The Court’s decision to hear the case is a bit surprising given that it had refused to hear at least two cases raising the same issue in the previous two terms. On the other hand, the Court’s decision to hear the case is also quite understandable given the fairly sharp split between lower circuit courts on the question. Such an enduring split among the opinions of lower courts is always an important factor for the Court in deciding whether to hear a case. The rather dramatic divisions among judges on the Second Circuit Court of Appeals on this issue probably caught the Court’s attention as well.
Still, it is also worth noting that the Court granted cert on this exact same issue not six years ago when it first agreed to hear Kiobel v. Royal Dutch Petroleum in the fall of 2011. The parties submitted briefs and held oral arguments on the corporate liability issue itself. But during argument, the Court decided that the question of whether the Alien Tort Statute has extraterritorial reach needed to be resolved first, and sent the case back for re-argument the next term. That re-argued case eventually became the 2013 Kiobel decision sharply limiting the extraterritorial scope of lawsuits brought under the ATS to cases that “touch and concern” the territory of the U.S. The corporate liability issue was left fully argued and untouched.

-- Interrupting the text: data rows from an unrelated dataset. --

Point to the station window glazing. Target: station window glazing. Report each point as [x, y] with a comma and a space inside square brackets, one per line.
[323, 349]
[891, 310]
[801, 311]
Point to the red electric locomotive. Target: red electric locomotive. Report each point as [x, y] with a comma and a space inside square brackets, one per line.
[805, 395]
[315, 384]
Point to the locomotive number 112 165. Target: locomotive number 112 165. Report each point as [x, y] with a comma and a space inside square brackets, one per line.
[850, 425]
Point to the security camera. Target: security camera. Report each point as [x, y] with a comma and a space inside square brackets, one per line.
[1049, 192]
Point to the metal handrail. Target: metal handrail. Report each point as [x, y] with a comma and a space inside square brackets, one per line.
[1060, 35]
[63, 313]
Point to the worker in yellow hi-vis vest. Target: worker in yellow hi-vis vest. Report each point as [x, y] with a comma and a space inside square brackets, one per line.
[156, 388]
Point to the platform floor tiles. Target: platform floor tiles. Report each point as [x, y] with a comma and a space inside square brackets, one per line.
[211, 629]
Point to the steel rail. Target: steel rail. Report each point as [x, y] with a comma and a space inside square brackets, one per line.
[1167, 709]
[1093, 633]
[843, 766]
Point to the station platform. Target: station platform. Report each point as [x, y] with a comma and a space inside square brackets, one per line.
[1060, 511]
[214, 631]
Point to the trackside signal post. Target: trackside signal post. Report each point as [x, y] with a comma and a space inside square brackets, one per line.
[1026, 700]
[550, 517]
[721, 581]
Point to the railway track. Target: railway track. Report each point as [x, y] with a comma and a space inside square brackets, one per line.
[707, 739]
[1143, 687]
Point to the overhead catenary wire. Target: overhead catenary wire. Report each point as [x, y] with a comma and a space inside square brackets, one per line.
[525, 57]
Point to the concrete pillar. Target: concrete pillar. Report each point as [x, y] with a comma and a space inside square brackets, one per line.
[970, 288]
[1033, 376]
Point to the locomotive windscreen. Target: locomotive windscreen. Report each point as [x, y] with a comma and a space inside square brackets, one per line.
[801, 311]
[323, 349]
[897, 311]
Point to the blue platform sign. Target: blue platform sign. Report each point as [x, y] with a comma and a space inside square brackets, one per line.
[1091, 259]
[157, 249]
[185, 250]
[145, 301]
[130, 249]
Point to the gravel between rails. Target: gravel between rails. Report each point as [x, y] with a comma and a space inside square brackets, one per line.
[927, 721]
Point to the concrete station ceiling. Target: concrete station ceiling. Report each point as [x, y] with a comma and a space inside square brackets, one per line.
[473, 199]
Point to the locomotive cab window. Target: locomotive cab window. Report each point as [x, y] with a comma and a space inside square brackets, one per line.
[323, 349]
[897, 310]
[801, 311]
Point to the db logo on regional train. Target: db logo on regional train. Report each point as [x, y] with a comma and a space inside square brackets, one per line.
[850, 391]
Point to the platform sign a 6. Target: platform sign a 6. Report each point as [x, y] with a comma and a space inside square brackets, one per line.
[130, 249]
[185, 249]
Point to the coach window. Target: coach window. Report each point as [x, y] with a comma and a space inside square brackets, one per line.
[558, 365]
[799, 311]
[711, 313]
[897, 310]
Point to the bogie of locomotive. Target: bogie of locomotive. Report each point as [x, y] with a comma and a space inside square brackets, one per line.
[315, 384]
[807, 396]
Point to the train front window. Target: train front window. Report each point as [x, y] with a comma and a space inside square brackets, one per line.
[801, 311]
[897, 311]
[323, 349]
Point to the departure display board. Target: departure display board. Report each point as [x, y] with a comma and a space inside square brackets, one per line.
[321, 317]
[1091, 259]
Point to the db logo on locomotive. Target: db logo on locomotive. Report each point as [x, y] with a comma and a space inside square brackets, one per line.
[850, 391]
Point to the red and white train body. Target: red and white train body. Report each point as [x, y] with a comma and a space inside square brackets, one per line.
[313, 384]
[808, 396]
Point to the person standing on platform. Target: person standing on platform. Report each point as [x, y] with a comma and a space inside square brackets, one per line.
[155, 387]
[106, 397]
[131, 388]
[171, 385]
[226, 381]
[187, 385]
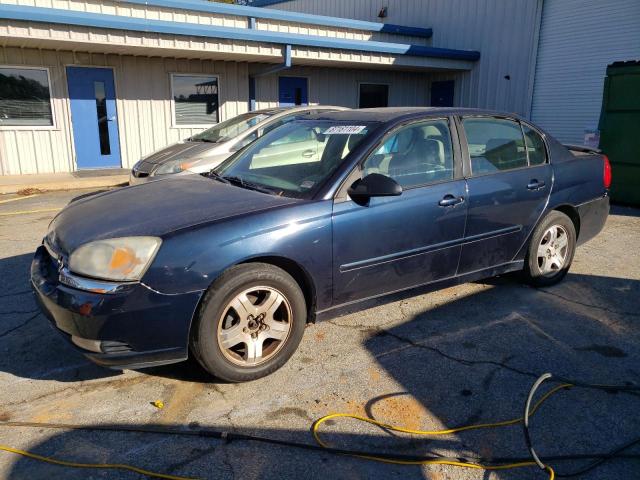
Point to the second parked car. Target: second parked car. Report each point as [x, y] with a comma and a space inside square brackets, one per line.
[204, 151]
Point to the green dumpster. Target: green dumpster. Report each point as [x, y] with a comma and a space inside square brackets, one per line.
[620, 129]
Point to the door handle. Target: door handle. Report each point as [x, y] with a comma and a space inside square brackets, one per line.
[450, 201]
[535, 185]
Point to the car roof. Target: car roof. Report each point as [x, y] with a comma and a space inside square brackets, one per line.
[389, 114]
[299, 108]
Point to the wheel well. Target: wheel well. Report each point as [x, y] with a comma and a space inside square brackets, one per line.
[572, 213]
[299, 274]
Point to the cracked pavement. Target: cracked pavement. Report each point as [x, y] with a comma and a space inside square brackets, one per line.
[461, 355]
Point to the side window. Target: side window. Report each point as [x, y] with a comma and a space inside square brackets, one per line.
[415, 155]
[494, 145]
[535, 146]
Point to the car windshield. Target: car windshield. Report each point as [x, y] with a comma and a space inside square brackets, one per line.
[295, 159]
[231, 128]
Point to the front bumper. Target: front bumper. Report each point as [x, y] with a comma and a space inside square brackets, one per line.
[134, 327]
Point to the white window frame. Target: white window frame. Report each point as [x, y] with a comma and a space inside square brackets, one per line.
[388, 85]
[175, 124]
[54, 125]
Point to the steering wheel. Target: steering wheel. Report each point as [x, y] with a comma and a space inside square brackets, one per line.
[276, 182]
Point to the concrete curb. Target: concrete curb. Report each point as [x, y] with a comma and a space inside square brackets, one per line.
[67, 184]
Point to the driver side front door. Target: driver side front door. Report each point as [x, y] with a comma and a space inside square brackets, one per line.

To be sure, since 2013, several other circuit courts have issued opinions on the corporate liability issue and all have split from the original Second Circuit Kiobel decision denying corporate liability under the ATS. And the Court may have a new member by the time Jesner v. Arab Bank is decided. So while that is a possible reason for reversing course and granting cert, it is still unusual for a Court to hear a case on the exact same issue it already heard in argument a few years ago.
What Law Should Determine Whether Corporations Should Be Liable Under the Alien Tort Statute?
One of the more annoying hard-to-explain legal issues in ATS cases is also one of my favorite law-nerd issues: what law should govern? On its face, the ATS calls for the application of “the law of nations” but courts have long disagreed about whether international law also applies to questions such as standards for aiding and abetting liability and whether a corporation can be liable. ATS plaintiffs have typically argued that these questions should be governed by domestic law, that is to say, federal common law. Under federal common law, corporations are typically liable for torts and application of this law would almost certainly favor the plaintiffs on this question.
But the Court has never fully resolved this issue. To me, it has always seemed that any questions affecting the substance of a case against an ATS defendants should be governed by international law, as the ATS’ text seems to demand. The temptation to fill in the many gaps left by international law with U.S. common law is strong, but the ATS clearly sought to ask US courts to apply international law. Getting past that textual directive will be difficult for me, and I suspect the textualist-oriented justices on the Court.
Will Justice(?) Gorsuch’s Vote Matter?
The circumstances of this grant for cert, which occurred after several prior opportunities were rejected, does not bode well for respondents. Nor is the fact that the cert grant adopts the petitioners’ phrasing of the issue word-for-word. I would be particularly troubled by the Court’s decision to phrase the question as whether the ATS “categorically” forecloses corporate liability. This is plainly language structured to favor the plaintiffs’ case.
My views on the ATS corporate liability question should be well known to most OJ readers. I think the issue of corporate liability should be governed by international law and that the strict standards for recognizing an actionable norm under the Court’s prior decision in Sosa precludes recognizing an ATS cause of action against corporations. I joined a great amicus brief saying basically that in the original Kiobel case back in 2012.
I have also recognized, however, that this is pretty formalistic argument that is unusually unattractive to most observers. Still, the international norms haven’t really changed since 2012. Plaintiffs will not be able to cite to many (or any) sources that hold corporations liable for violations of international law norms. But they can still pound the table and simply say it is ridiculous to “immunize” corporations for torts, which I think still has quite a bit of force. The response has got to be that corporations are often liable for torts, but not always. Even under domestic law, the U.S. Supreme Court has foreclosed corporate liability for certain statutes (like the Torture Victim Protection Act) or for constitutional norms in the context of Bivens actions).
This leads me to Judge/Justice Gorsuch. Since the case will be heard next term, Judge Gorsuch will have a chance to rule on the case if he is confirmed. Will he be willing to sign on to a formalistic/textualist interpretation that is extremely normatively unattractive? I don’t know enough about Judge Gorsuch to know, but I am not sure this will matter. My guess is that Justices Roberts and Kennedy were sufficiently repulsed by the idea of ruling against ATS corporate liability back in 2012 that they sought (and found) a different way of resolving the case. I suspect (without having any inside information) that they would like to find an out again. If they can’t, I can see a 6-3 opinion for the plaintiffs, with Chief Justice Roberts writing an opinion that he tries to make as narrow as possible.